Tomorrow, September 10th 2008, the Large Hadron Collider will be switched on.
More precisely, tomorrow a beam of particles will (we hope) be circulated throughout the entire collider for the first time. The first particle beams were initiated about a month ago, to calibrate the whole mechanism to an accuracy of under a billionth of a second. It’ll be another month or so before the first “high-energy” collisions take place, when individual protons (of which your body contains around ten billion billion billion) will be accelerated to over 99.9999% of the speed of light, and then smashed into each other.
To do this requires over 1,600 magnets, and about 96 tonnes of liquid helium to keep them less than two degrees above absolute zero. Once the protons are at top speed, they can traverse the 17-mile circumference of the collider over ten thousand times in a second. They also weigh 7,000 times more (or, rather, have a mass 7,000 times greater) and perceive time itself 7,000 times slower (inasmuch as a proton can “perceive” anything) than if they were just sitting still, due to some freaky Einsteinian shit.
When these two particles, each about one millionth of one millionth of a millimetre across, smash into each other, some unfathomably clever people will peer closely at what happens, and use the information they gather to work out things like what makes stuff have gravity, how many dimensions of space there really are, and what the universe was like 13.7 billion years ago or so, around a trillionth of a second after every piece of matter in existence was concentrated in an infinitely dense point.
Fucking hell.
I was planning the bulk of this entry to be a rant about people who think the world’s about to end, but I can’t be bothered. Every day for the last couple of weeks, a dozen or so people have been finding my entry Nostradamus Potter and the Deathly Hadron Collider. The search terms “nostradamus all should leave geneva”, “10 september 2008 black hole nostradamus”, “swiss collider nostradamos”, “nostradamus prediction on lhc”, and several others, all very similar, have led people there just today. But I’m much more interested and mind-boggled by the facts about what this machine is, and what it can do. And there’s no conceivable threat based on any actual scientific ideas. I think the people who’ve built this damn thing actually understand how it works, and what it’s going to do, a little more clearly than the people whose protests amount to “Science is scary!” and “Did someone say black holes? Oh noes!” and “But what if they’re wrong?!?”
It seems like a threat because the unknown is scary, and apparently very very small things are scary too.
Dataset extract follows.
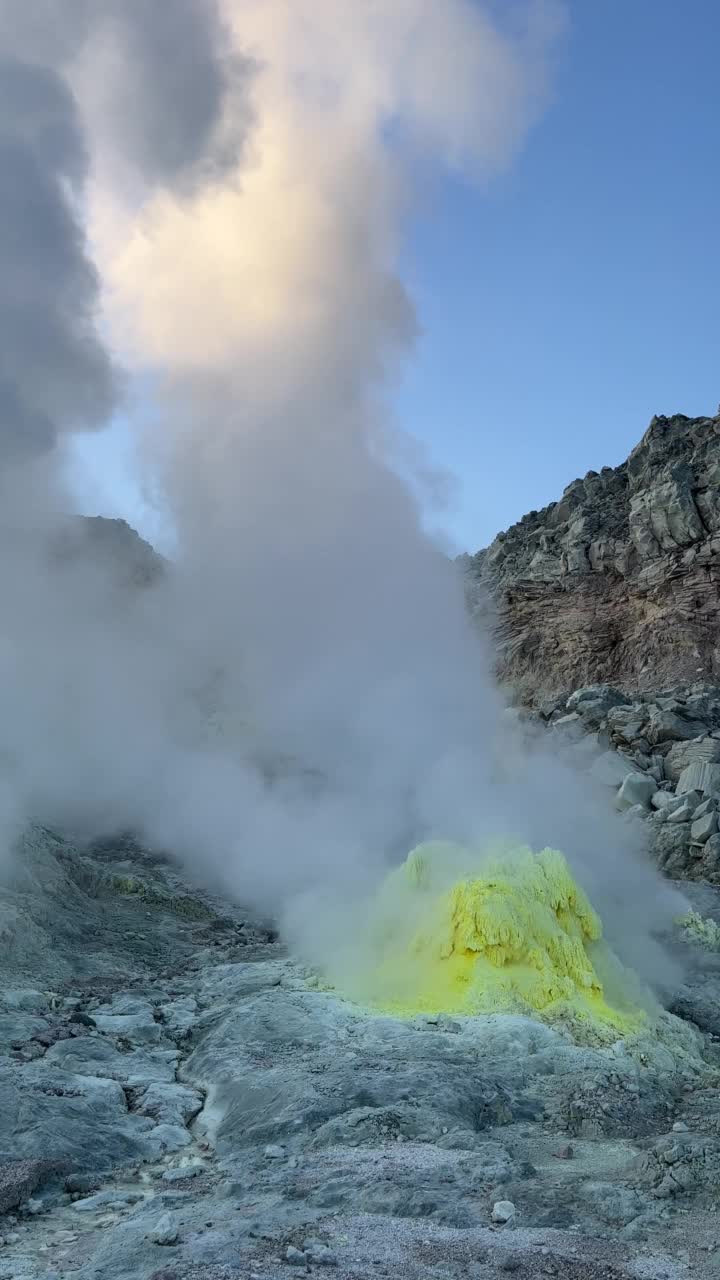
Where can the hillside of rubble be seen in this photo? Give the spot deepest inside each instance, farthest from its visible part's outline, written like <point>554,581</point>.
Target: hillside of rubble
<point>616,581</point>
Talk about nanotechnology, and it’s hard to go long without making the mental leap to the idea of tiny robots getting out of control, turning everything into tiny copies of themselves, or some such. It’s an effective horror trope, but worrying about the whole planet being destroyed because you’ve heard someone mention something about black holes (which is as complex as most people’s worries get) is about as useful as using disposable surgical gloves to take your laptop to be disinfected with bleach because it has a virus. Smarter people than me have explained this. Also, Brian Cox thinks you’re a twat. This cartoon is about as likely. You can all stop threatening to kill the scientists who are orders of magnitude cleverer than you and trying to figure out how the Universe works now.
To infer the existence of the Higgs boson would be an awfully big adventure.